You might not think this is a big deal, but I read a LOT of books, and so do my friends.  We’re always looking for a ‘new’ author, and when we find one we really like, we go and purchase everything the author has written.  You’re not just losing sales on your future books, you’re also losing them on your back catalog.

On the off-chance that you are looking to improve, here are some of the reasons your book landed in the dreaded DNF (did not finish) pile:

You bored me.  Life is too darn short to spend it reading something that puts me to sleep.  Textbooks are the primary culprit in this category, but your fiction committed this cardinal sin as well.  Please get a beta reader/editor to help you tighten up the narrative.

I can’t stand being inside your character’s head.  You wrote from the first-person point-of-view, but your character wasn’t capable of holding the entire narrative on her frail shoulders.  I felt like I was listening to a coworker talk about her divorce, wondering if it all really happened just like she said, and curious as to the other side of the story.

I hate your protagonist, Part I.  The greatest risk of first-person POV is that it can make a merely annoying character truly unbearable, because now I’m locked in her head.  Please tell your whining-and-making one-poor-choice-after-another drama queen to shut up.  I shouldn’t be rooting for the bad guys to win, or worse, wishing for a ‘rocks fall, everyone dies’ ending.
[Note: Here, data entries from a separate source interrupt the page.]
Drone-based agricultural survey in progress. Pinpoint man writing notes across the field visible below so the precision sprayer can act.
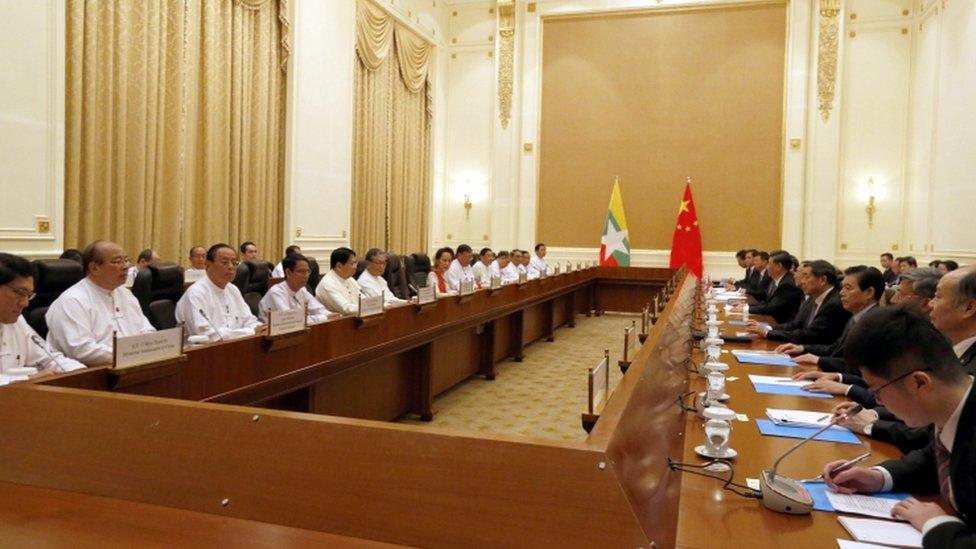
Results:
[0,253,85,376]
[528,243,549,278]
[258,253,329,324]
[44,240,155,366]
[176,244,267,341]
[823,305,976,548]
[358,248,407,307]
[315,248,360,315]
[444,244,477,292]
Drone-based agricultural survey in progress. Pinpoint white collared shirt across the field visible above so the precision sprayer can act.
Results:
[444,259,474,292]
[528,256,549,276]
[44,277,156,366]
[357,270,406,305]
[952,336,976,358]
[0,316,85,378]
[315,269,360,315]
[258,280,329,324]
[176,276,261,341]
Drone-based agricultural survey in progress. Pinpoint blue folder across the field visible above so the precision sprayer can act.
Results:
[752,383,833,398]
[756,419,861,444]
[732,351,796,366]
[801,482,911,513]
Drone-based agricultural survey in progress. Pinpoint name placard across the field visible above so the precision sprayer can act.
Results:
[268,307,305,336]
[183,270,207,284]
[359,294,383,318]
[417,286,437,305]
[112,326,183,369]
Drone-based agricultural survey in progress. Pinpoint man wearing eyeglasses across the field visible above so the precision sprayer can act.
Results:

Your mistakes killed me.  The advice is to ‘write now, research later,’ but you forgot to come back and do the research part.  I’m not referring to the sort of error that would only be noticeable to a subject matter expert, but your romantic lead is in the military and there’s no excuse in the age of wiki for not knowing what rank is appropriate for the age of your character.  A 24 year-old Lieutenant?  Sure.  A 24 year-old Colonel, not so much.

Your lack of personal experience shows.  Not everything can be gathered through research, and the sad truth is that some things require first-hand experience if you choose to focus on them.  In your case, you chose to be rather explicit describing something that I’ll just refer to as peeling potatoes, but it was obvious you had never peeled potatoes.  In fact, it was clear that not only had you not peeled potatoes, you had never so much as held a spud.  In this instance, it would have been best if you had left the couple to peel potatoes behind closed doors.
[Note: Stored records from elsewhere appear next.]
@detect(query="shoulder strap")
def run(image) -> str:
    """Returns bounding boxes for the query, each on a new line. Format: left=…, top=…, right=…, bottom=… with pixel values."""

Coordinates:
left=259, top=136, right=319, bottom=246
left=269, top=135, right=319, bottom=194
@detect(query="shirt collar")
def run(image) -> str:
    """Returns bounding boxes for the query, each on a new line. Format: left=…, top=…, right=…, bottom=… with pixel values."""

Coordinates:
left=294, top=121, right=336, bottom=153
I hate your Protagonist, Part II.  If your romantic lead spent the first half of the book being a jerk, why should I believe he won’t start mistreating his One True Love later on, once the honeymoon is over?  And why would she want to hook up with him in the first place?  If this guy’s going to have a mighty change of heart by the middle of the book (and I wouldn’t recommend waiting until later), please don’t try to base the transformation solely on the love of a good woman.

You grossed me out.  We all have different tolerance points, which is why sub-genres exist and M18+ books have warnings.  Your graphic description of a sucking chest wound would have been fine in a war thriller, but it wasn’t appropriate for your target audience in a contemporary romance.  I know your character was a nurse, but most readers don’t want to stumble across the dirty details while they’re eating lunch.

Your protagonist is a fashion plate.  Descriptions of the physical world are necessary to good fiction, but your character’s clothing took center stage.  I don’t need to know that she chose to wear a black pencil skirt with a sheer, soft coral blouse and silver hoop earrings.  I might need to know what her love interest thinks of her appearance, but I doubt he’s looking at her earrings.

You have an obvious author tic.  By the third chapter, your protagonist had rolled her eyes seventeen times.  Your romantic lead blinked twelve times.  You referenced his deep blue eyes in six different places.  I should never be able to play drinking games with your prose.

The worst part of all of this is that it didn’t have to be this way.  A good beta cures most of these ills, and a great beta has the courage to tell you that your character is unlikable.  I started reading your book because it looked interesting, so there was something there to draw me in.  You just didn’t close the deal, which is a shame.  The world needs more good books, and I was hoping one of them would be yours.